Is fare by weight fair?

The price of being ... bigger.

CB_flight

Is it fair to charge airline passengers based in part on weight? That’s the plan recently announced by Samoa Air, and it’s raised a few eyebrows.

Yes, it’s an ethical issue. But no, there’s no clear answer.

Interestingly, the mainstream media stories I’ve read about this thus far have made little mention of the obvious moral worry, namely discrimination. On the face of it, charging by weight looks like systemic discrimination against overweight and obese flyers. You and I could be in adjacent seats, booked seconds apart, but if you happen to be 20 pounds chubbier than me, you’ll pay more.

Whether being fat is sufficiently under personal control to make it a permissible basis for discrimination is hotly debated. But it’s worth noting that a weight-based policy also discriminates against those whose extra pounds are pure muscle. A heavyweight boxing champ would be about fifty pounds heavier than me, and would therefore pay more. The same goes for someone with the same build as me, who happens to be 4 inches taller. So if this is discrimination, it’s discrimination against those who are heavy, not those who are fat.

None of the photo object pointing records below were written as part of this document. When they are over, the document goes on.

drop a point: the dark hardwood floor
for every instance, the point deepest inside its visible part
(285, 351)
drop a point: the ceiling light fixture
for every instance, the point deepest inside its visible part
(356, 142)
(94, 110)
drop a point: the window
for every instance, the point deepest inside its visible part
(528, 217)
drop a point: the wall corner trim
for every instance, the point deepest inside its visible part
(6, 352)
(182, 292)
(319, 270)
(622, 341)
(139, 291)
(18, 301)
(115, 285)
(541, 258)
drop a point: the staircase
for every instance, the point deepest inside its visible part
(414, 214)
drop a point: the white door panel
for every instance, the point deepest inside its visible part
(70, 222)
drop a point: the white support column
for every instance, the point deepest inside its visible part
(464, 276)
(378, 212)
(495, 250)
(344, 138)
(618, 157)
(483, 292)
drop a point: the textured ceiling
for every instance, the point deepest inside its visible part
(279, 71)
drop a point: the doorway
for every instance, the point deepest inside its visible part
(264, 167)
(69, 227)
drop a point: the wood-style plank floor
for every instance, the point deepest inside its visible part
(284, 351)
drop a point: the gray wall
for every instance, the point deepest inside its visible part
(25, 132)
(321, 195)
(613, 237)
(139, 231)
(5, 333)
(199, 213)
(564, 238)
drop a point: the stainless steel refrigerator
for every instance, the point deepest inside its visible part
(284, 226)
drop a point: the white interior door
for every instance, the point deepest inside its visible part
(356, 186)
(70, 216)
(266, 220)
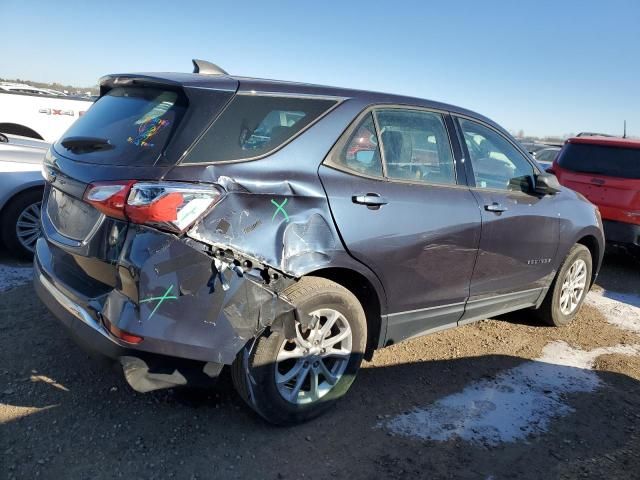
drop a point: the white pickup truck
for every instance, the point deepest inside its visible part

The other factor going unmentioned is the environment. In aviation terms, weight translates into fuel, and more fuel burned means a greater environmental impact. So in charging by weight, an airline is basically levying a kind of carbon tax. And while how much you weigh isn’t fully within your control, the amount of luggage you bring with you is, and Samoa Air charges based on the passenger’s total weight plus luggage. Charging more on that total encourages people to carry less, and in principle might nudge frequent flyers, at least, to lose a few pounds. Such reductions eventually mean reductions in carbon emissions, and that’s a good thing. So even if there is a problematic form of discrimination going on here, there’s at least one factor on the other side of the moral equation.

Finally, it’s worth noting that to the extent that we’re worried about discrimination against bigger people (regardless of why they are big), being charged extra for their weight is far from the only price bigger people pay. Sufficiently large people also “pay,” for example, in the form of discomfort suffered in squeezing into airline seats not designed for people their size. That’s just one of the innumerable ways in which people who are outside the norm suffer in a world of products and services that are mass produced. But then, if the unusually large person pays a price for being squeezed into a seat designed for smaller folk, the person next to them pays a part of that price, too.

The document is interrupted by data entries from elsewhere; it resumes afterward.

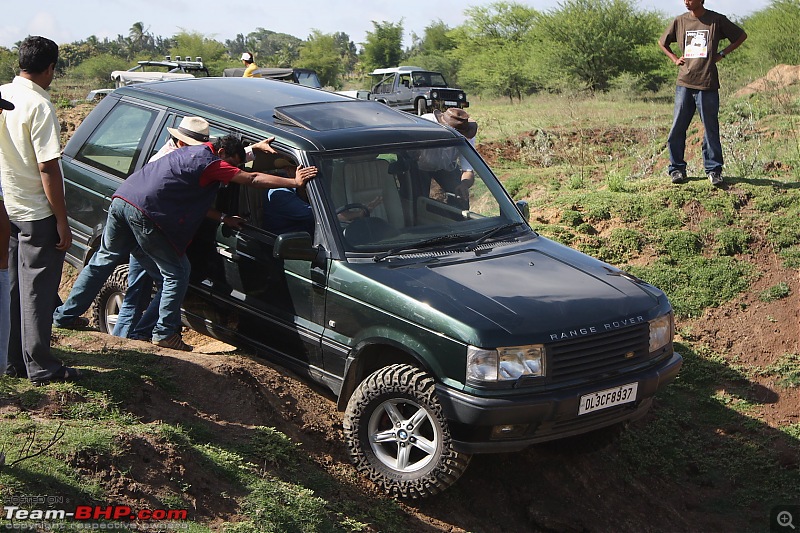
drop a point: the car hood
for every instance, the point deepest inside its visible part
(547, 290)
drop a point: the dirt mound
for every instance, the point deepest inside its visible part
(778, 77)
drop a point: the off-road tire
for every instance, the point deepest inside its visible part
(419, 434)
(106, 304)
(421, 106)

Of course, Samoa Air is a tiny airline, based in a tiny country. And commentators suggest that the company’s example is unlikely to be copied by major airlines. Indeed, it’s probably next to impossible: Samoa Air not only charges more to heavier passengers, it gives them more space—something likely impossible on typically-configured passenger jets. But it is precisely for this reason that Samoa Air makes for a good case to use in ethics training and education. Before coming down on one side or the other, it’s important to tease out not just that there’s an ethical issue at all, but that there are in fact a range of ethical questions here.